Bisgaardia

Scientific classification
- Domain: Bacteria
- Kingdom: Pseudomonadati
- Phylum: Pseudomonadota
- Class: Gammaproteobacteria
- Order: Pasteurellales
- Family: Pasteurellaceae
- Genus: Bisgaardia Foster et al. 2011
- Type species: Bisgaardia hudsonensis
- Species: Bisgaardia hudsonensis Bisgaardia miroungae

= Bisgaardia =

Genus of bacteria

Bisgaardia is a genus of Gram-negative, facultatively anaerobic bacteria in the family Pasteurellaceae. The genus was first described in 2011 following the isolation of Bisgaardia hudsonensis from marine mammals, including narwhals (Monodon monoceros) and beluga whales (Delphinapterus leucas). A second species, Bisgaardia miroungae, was later described from the oral cavity of a northern elephant seal (Mirounga angustirostris).

== Etymology ==
The genus name Bisgaardia honors Danish microbiologist Morten Bisgaard for his contributions to the taxonomy of the family Pasteurellaceae.

== Characteristics ==
Bisgaardia species are characterized by the following features:
- Gram-negative
- Rod-shaped or coccoid cells
- Non-motile
- Facultatively anaerobic
- Oxidase-positive and catalase-positive

Colonies are typically small, non-haemolytic, and greyish on blood agar.
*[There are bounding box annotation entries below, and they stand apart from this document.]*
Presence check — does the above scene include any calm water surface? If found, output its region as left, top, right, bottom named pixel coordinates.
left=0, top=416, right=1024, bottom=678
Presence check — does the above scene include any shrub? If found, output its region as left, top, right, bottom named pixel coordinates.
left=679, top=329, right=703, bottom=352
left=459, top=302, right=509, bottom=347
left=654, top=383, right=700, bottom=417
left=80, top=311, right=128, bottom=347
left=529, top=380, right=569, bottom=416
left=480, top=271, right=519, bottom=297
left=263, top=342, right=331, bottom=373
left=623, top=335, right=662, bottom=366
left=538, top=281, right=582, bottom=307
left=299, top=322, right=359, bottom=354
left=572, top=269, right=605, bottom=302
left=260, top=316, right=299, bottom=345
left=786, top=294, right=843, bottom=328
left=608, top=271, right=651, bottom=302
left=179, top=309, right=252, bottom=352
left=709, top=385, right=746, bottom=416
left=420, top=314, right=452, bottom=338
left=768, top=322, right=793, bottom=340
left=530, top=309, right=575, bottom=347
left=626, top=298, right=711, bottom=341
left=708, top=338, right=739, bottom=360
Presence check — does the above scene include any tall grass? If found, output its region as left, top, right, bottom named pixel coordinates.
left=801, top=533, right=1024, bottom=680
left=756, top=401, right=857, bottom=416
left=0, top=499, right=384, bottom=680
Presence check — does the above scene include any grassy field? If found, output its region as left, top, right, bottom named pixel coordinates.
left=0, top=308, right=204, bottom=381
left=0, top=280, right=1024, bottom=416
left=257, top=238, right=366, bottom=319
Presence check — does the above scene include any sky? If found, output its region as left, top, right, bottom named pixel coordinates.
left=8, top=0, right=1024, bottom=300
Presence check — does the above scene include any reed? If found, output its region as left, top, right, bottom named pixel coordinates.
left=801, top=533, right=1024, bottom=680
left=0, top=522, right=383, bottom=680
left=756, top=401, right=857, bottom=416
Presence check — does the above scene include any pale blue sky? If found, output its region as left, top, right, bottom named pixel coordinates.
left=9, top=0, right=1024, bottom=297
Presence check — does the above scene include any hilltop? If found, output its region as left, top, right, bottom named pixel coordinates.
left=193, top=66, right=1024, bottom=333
== Habitat and isolation ==
Bisgaardia species have been isolated from the oral cavity and respiratory tract of marine mammals, including narwhals, beluga whales, and northern elephant seals.

== Species ==
Recognized species within the genus Bisgaardia include:
- Bisgaardia hudsonensis (type species)
- Bisgaardia miroungae

== Significance ==
Members of the genus are mainly associated with marine mammals, and their identification contributes to the understanding of the microbial ecology of these hosts and host-specific adaptation within the family Pasteurellaceae.